Tatsächlich scheinen die großen deutschen Handelsketten beim Ausbau ihrer Online-Aktivitäten ein wenig die Lust verloren zu haben. Beim Internet-Vorreiter Rewe stagniert die Zahl der vom Lieferservice abgedeckten Regionen schon seit geraumer Zeit bei 75. Statt das Netz weiter zu verdichten, testet Rewe lieber in gut 50 Läden Servicestationen, bei denen der Kunde per Internet bestellte Waren selbst abholt.

Konkurrent Edeka beschränkt sich mit dem von Tengelmann übernommenen Lieferdienst Bringmeister nach wie vor auf Berlin und München. Die zur Schwarz-Gruppe gehörenden Handelsketten Lidl und Kaufland haben das mit viel Ehrgeiz gestartete Online-Geschäft mit Lebensmitteln sogar wieder weitgehend aufgegeben. Ein Lieferservice im Lebensmittelbereich lasse sich „auf Sicht nicht kostendeckend betreiben“, hieß es zur Begründung bei Kaufland. Aldi lässt bisher in Deutschland ganz die Finger von dem Thema. Der Discounter investiert lieber Milliarden in die Verschönerung seines Ladennetzes.
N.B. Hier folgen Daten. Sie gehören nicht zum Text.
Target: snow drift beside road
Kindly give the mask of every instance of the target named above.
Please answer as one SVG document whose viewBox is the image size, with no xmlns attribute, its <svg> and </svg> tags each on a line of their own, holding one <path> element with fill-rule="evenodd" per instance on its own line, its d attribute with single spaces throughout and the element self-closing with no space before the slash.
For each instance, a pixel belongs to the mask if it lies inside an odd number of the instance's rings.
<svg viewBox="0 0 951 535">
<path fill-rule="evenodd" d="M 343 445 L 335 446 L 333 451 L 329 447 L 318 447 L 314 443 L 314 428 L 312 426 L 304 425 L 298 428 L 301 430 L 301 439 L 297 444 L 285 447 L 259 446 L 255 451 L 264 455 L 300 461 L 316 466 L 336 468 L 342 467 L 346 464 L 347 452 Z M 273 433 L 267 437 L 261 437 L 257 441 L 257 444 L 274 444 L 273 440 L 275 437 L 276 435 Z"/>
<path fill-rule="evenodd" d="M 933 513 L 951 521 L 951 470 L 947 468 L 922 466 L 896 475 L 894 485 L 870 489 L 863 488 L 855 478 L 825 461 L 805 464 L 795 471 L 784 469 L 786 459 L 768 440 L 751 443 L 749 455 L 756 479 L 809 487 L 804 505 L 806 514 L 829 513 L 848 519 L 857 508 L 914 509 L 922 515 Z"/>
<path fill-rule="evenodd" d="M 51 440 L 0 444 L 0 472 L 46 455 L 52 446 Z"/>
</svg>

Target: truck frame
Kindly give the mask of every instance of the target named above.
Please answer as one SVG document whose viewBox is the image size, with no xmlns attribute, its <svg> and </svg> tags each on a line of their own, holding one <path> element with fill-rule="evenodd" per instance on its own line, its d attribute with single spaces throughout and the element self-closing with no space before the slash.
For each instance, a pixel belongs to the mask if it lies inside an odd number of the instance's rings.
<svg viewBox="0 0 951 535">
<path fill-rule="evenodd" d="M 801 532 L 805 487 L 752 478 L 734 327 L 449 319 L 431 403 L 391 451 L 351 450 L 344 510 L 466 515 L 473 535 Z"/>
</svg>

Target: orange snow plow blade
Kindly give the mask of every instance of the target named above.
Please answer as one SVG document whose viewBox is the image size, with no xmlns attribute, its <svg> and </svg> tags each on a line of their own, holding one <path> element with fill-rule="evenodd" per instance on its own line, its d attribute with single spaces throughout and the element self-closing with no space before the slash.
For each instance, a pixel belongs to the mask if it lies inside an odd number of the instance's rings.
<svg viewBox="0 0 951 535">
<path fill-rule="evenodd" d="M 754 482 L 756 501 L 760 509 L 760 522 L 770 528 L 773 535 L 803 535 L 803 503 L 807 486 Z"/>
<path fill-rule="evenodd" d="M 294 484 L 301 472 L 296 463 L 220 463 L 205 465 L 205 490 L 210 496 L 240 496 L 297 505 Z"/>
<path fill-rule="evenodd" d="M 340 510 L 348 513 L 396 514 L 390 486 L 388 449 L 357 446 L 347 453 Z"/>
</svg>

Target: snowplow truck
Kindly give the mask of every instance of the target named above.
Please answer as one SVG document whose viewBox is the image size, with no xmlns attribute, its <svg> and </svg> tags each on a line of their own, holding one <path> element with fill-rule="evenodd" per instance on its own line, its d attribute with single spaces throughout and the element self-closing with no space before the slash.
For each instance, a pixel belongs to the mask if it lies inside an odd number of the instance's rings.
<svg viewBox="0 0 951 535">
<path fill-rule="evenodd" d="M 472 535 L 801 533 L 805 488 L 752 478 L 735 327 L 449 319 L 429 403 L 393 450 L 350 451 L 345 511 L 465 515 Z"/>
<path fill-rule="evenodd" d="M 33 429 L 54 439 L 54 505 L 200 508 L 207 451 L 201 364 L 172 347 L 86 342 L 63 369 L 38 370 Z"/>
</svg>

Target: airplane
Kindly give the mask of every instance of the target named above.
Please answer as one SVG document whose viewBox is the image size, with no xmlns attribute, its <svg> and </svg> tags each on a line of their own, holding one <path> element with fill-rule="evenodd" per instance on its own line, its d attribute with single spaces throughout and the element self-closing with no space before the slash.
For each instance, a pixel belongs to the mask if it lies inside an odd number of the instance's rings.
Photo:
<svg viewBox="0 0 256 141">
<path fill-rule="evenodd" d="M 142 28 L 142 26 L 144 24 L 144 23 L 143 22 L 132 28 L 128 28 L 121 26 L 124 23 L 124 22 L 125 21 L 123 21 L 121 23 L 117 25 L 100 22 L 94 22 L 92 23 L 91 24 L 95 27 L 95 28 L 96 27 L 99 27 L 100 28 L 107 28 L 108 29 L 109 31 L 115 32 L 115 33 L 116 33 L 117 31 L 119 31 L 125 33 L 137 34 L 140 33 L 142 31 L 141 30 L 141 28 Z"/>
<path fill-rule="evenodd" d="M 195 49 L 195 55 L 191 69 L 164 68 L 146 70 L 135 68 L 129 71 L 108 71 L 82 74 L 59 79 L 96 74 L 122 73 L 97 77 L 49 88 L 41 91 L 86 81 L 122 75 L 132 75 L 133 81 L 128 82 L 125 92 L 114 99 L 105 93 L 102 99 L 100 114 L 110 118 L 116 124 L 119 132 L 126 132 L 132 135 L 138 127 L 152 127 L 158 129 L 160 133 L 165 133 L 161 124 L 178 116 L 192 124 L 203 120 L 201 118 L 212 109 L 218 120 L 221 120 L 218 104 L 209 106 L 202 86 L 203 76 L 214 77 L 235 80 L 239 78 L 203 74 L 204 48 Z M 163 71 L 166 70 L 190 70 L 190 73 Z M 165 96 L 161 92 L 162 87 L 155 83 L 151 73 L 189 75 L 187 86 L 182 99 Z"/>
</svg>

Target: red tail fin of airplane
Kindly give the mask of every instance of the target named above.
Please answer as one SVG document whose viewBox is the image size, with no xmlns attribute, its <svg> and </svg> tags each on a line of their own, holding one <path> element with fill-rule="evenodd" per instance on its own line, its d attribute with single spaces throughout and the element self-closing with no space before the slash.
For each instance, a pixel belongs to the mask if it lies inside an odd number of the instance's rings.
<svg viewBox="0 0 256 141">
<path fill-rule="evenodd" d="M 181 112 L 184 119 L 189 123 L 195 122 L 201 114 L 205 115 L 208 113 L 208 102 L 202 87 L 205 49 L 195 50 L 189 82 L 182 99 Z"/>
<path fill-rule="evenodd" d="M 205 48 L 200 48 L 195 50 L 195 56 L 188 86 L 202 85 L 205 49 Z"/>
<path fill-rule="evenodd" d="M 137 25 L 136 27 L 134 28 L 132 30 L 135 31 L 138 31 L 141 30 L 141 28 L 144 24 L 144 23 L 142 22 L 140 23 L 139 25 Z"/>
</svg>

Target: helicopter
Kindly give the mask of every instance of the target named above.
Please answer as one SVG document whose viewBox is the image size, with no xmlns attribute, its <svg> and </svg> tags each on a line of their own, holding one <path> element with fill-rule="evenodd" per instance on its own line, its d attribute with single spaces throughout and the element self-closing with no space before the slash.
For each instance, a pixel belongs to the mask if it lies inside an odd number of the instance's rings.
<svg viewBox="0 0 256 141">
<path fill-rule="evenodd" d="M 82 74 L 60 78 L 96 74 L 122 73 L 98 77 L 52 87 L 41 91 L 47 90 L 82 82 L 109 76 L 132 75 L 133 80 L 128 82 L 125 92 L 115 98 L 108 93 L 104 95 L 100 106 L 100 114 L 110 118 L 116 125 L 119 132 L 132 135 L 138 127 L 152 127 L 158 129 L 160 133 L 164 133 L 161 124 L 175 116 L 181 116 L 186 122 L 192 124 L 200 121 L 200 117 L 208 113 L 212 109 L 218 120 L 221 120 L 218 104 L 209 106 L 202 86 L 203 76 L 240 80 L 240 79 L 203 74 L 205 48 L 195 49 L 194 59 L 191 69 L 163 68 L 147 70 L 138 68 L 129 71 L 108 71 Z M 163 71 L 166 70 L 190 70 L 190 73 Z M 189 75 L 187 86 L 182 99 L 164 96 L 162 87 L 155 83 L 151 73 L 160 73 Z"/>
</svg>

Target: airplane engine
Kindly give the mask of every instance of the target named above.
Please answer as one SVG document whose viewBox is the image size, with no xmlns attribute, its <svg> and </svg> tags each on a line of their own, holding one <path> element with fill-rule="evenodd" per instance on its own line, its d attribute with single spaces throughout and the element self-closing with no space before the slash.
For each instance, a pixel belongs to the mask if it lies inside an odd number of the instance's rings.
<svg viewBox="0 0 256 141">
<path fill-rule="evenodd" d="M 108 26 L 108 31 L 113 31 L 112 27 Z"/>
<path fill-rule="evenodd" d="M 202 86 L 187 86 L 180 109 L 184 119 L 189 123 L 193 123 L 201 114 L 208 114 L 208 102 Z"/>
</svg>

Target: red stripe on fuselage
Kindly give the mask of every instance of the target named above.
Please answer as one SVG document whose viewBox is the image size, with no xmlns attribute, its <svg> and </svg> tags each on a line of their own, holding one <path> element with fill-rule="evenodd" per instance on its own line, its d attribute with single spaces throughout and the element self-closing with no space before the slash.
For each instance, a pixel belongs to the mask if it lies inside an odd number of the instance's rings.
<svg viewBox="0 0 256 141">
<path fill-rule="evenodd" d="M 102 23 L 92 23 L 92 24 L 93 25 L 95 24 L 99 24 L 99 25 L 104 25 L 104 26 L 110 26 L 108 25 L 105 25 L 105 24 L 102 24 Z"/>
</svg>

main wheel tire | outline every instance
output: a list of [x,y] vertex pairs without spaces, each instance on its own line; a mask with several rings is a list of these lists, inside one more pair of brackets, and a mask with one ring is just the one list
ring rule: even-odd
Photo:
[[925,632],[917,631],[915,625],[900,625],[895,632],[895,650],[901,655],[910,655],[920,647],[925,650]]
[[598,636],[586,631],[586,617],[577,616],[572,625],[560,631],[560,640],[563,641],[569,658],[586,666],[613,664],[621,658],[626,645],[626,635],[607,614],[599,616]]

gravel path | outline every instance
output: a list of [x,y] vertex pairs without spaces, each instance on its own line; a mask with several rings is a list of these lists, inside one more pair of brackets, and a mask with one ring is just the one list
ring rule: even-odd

Selbst Amazon legt beim Ausbau seiner Lebensmittel-Aktivitäten in Deutschland bisher ein eher geruhsames Tempo vor. Bislang ist Amazon Fresh nur in Berlin, Hamburg und München am Start. Doch wuchs die Zahl der angebotenen Artikel immerhin von mehr als 85 000 beim Start in Berlin auf inzwischen mehr als 300 000 in München.

„Die Händler stehen vor einem Dilemma: Wer zu früh in den Online-Handel einsteigt, verliert Geld. Wer zu spät kommt, verliert Marktanteile. Die Kunst ist es, bereit zu sein, um auf den Zug aufzuspringen, wenn er losfährt. Aber nicht vorher. Das Anschieben kostet im Moment noch unheimlich viel Geld“, meint Hudetz.

Tatsächlich liegt der Marktanteil des Online-Handels bei Lebensmitteln nach wie vor bei nur rund einem Prozent. Die durch ein dichtes Ladennetz verwöhnten Deutschen erweisen sich als schwierige Kunden für die Onliner. Woran es den Internet-Supermärkten vor allem fehlt, ist Stammkundschaft. Laut EY-Studie kaufte im vergangenen Jahr gerade einmal jeder 70. Befragte (1,4 Prozent) seine Lebensmittel bereits mindestens zur Hälfte online. Nur jeder achte befragte Verbraucher gab an, künftig häufiger online shoppen zu wollen.

„Das Marktpotenzial des Online-Handels mit Lebensmitteln wurde von vielen überschätzt“, glaubt inzwischen der Handelsexperte Hudetz. Bei den meisten Verbrauchern fehle die Bereitschaft, die Kosten für den teuren Lieferservice extra zu bezahlen.

Ob die noch überschaubaren Auswirkungen von Amazon Fresh auf den deutschen Lebensmittelhandel allerdings wirklich Anlass zur Entwarnung sind, ist unter Branchenkennern umstritten. „Keiner der großen deutschen Lebensmittelhandelsketten nimmt das Thema Online-Handel ernst genug“, kritisiert etwa der E-Commerce-Experte Gerrit Heinemann von der Hochschule Niederrhein.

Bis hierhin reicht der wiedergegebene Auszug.